Less money leads to lower expectations
By James Call
Tallahassee, FL – With Florida again facing another budget shortfall in the range of $2 billion for next year, leading lawmakers are telling people to prepare for more budget cuts. The state has cut spending in each of the past six years. And now, James Call reports, people are expecting less from state government.
Economists say tax and fee collections hit a brick wall in August and lawmakers will have $2 billion less to spend when they write next year's budget.
Legislative leaders quickly said they intend to handle the shortfall the same way they have in the past. House Speaker Dean Cannon says the gap will be closed with spending cuts.
"We also are going to face a daunting budget deficit. We again will be faced with hard choices and good and worthwhile programs are going to have to absorb cuts."
The Great Recession hit Florida's service based economy earlier and harder than other states and is staying longer.
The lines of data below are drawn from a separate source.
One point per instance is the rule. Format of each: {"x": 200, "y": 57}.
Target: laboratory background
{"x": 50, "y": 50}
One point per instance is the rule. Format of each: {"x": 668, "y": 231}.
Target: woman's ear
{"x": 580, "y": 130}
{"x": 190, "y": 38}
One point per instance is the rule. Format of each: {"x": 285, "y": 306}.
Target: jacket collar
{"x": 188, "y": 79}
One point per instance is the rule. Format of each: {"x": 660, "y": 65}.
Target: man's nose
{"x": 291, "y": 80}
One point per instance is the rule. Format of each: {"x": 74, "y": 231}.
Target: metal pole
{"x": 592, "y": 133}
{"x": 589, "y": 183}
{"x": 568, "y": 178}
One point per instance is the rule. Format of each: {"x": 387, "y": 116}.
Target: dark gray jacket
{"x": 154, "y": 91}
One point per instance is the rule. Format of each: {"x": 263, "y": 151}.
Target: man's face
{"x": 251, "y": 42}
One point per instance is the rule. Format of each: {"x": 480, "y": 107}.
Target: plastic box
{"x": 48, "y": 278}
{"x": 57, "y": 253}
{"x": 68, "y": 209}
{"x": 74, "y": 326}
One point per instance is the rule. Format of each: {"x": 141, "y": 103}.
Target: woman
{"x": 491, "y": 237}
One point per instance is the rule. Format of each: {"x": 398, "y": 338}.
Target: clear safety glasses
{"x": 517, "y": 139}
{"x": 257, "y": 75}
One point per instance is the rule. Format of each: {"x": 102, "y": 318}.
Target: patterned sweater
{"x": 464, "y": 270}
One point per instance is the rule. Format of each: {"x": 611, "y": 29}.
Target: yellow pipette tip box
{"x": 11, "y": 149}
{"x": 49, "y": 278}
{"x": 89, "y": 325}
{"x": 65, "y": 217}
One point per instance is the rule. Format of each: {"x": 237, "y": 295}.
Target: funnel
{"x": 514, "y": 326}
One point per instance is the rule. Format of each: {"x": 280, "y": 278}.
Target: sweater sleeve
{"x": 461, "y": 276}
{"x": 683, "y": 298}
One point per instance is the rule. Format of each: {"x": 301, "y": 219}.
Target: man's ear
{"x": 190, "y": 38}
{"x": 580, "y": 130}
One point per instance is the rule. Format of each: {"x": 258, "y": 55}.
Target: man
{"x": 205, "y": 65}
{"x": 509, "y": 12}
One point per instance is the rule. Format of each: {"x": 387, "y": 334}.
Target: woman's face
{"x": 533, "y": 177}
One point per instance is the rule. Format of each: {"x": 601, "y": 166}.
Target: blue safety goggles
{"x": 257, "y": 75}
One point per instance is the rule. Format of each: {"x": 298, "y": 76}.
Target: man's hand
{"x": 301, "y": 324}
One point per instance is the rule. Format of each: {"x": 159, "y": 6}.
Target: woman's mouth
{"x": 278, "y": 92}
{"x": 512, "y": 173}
About a million Floridians are out of work. The Speaker and President of the Florida Senate agree with Governor Rick Scott on how to get people back to work. Governor Scott wants Florida to be a low cost state to do business in. That means tax cuts and fewer regulations.
"If we do these things then we are going to see much more growth like that, because the rest of the country and the rest of the world are watching what we are doing. They are seeing we are putting ourselves in a position where they do not have to worry that if you do your business in Florida that there will be some new tax or some new assessment that they didn't do the right thing."
David Lawrence formed the Children's Movement last year. Three hundred thousand people have signed up as supporters. Before announcing the groups' 2012 Legislative Agenda, Lawrence and Tallahassee Senator Bill Montford read to a group of four-year-olds.
It's an appropriate setting for the two men. Montford was a teacher and high school principal before entering politics. Lawrence, retired publisher of the Miami Herald was instrumental in passing the constitutional amendment creating a free pre-K program. The Children's Movement has a list of five things it wants lawmakers to do to improve the life of children. The list comes with a price tag of 30 million dollars, one-tenth of what it cost to set up the statewide pre-K program seven years ago.
"If we can't get $30 million for some fundamentals in a 70 billion dollars budget then I surely would have to question how serious people are about children as a priority. I don't say that meanly. I'm saying that very straightforwardly and thoughtfully and softly and sensitively as I can. If you can't get that for children to make some fundamental changes then I worry about this."
In August the Annie E. Casey Foundation released a report documenting the plight of Florida's children. 2.4 million children are living in poverty. According to a Kids Count survey, Florida is 36th in children's health and well-being, sixth in teenage pregnancy, and last in funding for pre-K. It's the only state which has cut pre-K funding two years in a row.
That is the backdrop for the Children's Movement request of 30 million dollars to improve access to health care, teach parenting skills, and improve early learning programs. Lawrence says he's being realistic.
"We can get a road about anytime we want in Florida. You want a billion dollar tunnel underneath the water in Miami we got one going now with the people's money. You want a baseball stadium we'll get $300 million of the people's money. This is about children as a priority. That's what we are after these are five issues specific issues in a tough economic climate that you ought to say minimally I'm going to do this."
The Children's Movement $30 million dollar request out of a $70 billion state budget works out this way. If the state budget was $100 then the Children's Movement is asking for about a nickel. Senator Montford has spent most of his life educating children. He will be lobbying for the money.
"When you look at $30 million that is a lot of money but when you look at the total budget then that is possible."
After lawmakers begin the 2012 Legislative session in January they will get a report from state economists telling them how much they will have for next year's budget.